Gervásio, apesar de não ser mudo, nunca teve voz na própria casa, desde que fora fisgado por Vilma, a então mais charmosa garota da quadra. Sem tempo para pensar, muito menos para agir, se deixou levar pelos momentos de alcova, que, sejamos sinceros, foram muito generosos para um rapazola sem muitos atrativos.
Vilma, impetuosa e mandona, fazia gato e sapato do namorado. Se o traía, não se pode afirmar, mesmo porque. naqueles tempos, tirar uma fotografia indiscreta era complicado. Um flagrante, por sua vez, era algo quase impossível, ainda mais para um rapaz tão crédulo que nem o Gervásio. Mas deixemos as fofocas de lado, pois o que importa é que, ainda hoje, passados quase 30 anos, aqueles dois pombinhos continuam andando de mãos dadas por aí.
Andar de mãos dadas é força de expressão, pois o que se via era Vilma arrastando o marido. Ele até tentava acompanhar os passos da esposa e, não raro, tropeçava em algum desnível da calçada. Todavia, nada que uma cara de brava não resolvesse. Gervásio tratava logo de se aprumar para não atrasar a paixão da sua vida.
Aos 45 anos, Vilma era dona do próprio nariz. Não apenas do dela, mas também de outros. Nenhum dos filhos se atrevia a contestá-la.

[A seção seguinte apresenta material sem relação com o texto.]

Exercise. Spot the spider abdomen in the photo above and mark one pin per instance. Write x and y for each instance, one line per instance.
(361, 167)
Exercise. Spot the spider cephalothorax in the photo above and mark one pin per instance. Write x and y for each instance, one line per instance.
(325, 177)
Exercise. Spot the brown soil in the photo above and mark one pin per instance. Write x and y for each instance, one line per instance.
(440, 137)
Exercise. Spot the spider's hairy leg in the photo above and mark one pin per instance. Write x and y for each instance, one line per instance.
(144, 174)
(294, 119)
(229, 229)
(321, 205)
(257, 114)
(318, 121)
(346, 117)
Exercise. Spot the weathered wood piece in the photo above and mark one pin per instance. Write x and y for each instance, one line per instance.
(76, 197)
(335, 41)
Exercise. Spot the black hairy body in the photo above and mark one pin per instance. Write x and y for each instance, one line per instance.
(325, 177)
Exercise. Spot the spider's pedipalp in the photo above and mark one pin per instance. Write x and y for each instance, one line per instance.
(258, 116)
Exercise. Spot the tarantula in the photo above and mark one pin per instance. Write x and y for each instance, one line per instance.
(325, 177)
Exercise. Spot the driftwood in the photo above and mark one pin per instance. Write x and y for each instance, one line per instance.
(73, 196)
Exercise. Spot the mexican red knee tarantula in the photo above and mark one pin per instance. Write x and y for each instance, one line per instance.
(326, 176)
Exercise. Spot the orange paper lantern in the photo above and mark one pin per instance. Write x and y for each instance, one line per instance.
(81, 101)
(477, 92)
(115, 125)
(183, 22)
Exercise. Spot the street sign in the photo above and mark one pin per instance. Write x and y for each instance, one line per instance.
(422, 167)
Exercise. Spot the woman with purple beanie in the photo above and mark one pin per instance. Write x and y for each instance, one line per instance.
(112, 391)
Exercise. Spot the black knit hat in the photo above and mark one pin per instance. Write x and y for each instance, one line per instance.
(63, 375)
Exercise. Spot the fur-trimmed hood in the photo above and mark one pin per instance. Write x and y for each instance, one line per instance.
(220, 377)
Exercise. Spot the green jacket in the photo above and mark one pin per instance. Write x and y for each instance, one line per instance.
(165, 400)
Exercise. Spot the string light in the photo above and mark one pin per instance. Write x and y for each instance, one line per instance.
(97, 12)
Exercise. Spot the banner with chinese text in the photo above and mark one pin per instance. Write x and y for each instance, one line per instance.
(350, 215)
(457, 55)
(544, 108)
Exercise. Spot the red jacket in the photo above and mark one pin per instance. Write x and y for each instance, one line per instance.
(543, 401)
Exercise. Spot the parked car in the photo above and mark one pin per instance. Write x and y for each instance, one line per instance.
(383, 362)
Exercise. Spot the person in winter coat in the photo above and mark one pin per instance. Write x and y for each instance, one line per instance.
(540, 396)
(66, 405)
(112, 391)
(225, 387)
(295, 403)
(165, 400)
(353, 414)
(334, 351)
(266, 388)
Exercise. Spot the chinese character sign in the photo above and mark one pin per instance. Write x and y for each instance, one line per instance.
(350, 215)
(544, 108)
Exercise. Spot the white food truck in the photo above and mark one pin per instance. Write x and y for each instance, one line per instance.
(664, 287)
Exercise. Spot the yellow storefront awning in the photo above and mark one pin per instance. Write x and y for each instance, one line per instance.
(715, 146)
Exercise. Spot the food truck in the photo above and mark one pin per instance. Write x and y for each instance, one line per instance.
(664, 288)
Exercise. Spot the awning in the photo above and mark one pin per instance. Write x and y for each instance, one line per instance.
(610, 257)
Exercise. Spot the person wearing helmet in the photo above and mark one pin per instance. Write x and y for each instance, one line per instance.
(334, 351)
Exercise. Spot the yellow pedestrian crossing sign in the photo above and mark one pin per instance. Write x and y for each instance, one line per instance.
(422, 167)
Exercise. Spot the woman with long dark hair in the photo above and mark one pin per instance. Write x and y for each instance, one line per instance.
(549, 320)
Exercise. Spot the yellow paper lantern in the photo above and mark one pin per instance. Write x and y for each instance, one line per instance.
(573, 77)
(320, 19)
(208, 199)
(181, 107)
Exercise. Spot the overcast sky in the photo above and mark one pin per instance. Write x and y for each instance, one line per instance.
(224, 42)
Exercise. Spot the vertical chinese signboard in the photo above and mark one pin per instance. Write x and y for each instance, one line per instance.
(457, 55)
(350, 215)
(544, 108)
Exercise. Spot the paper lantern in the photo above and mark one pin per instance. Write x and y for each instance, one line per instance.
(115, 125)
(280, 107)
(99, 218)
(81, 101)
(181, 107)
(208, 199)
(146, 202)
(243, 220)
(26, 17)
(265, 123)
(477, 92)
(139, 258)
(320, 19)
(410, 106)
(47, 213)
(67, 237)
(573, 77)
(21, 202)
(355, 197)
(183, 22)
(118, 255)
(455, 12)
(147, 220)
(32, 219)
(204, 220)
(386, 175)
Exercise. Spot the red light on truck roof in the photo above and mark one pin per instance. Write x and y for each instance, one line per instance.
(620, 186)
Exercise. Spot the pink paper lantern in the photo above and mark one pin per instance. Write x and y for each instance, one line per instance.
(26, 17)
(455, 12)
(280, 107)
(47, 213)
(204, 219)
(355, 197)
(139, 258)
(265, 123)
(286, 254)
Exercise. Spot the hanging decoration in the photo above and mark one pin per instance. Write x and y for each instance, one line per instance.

O marido, então, bem sabia que até para tirar meleca da própria narina precisava de autorização da mulher.
Pois o que aconteceu na semana passada ali na loja Alves Cobertores deu o que falar. Como sei que aconteceu? Sei porque fui bem informado por uma amiga, que tem uma prima de segundo grau, que é próxima a uma funcionária dessa loja, que até estava de folga nesse dia, mas soube por um colega de trabalho.
Mês de julho, quando o frio aperta os mais desprevenidos, lá foi o Gervásio em busca de algo para protegê-lo nas noites gélidas, que, como todos os que moram por estas bandas, sabem como são. Mal pisou na Alves Cobertores, foi prontamente atendido pelo vendedor, justamente aquele colega da tal funcionária, que é próxima da prima de segundo grau da minha amiga.
— Bom dia, senhor Gervásio! O que o senhor deseja?
— Um bom cobertor, Afrânio.
— Temos um excelente de casal e que está na promoção.
— Não. Procuro um de solteiro mesmo.
— Ah, pensei que fosse para o senhor e para a dona Vilma.
— Não. É apenas pra mim.
— Ué, e para a dona Vilma?
— Aquela nunca passa frio. Está sempre coberta de razão.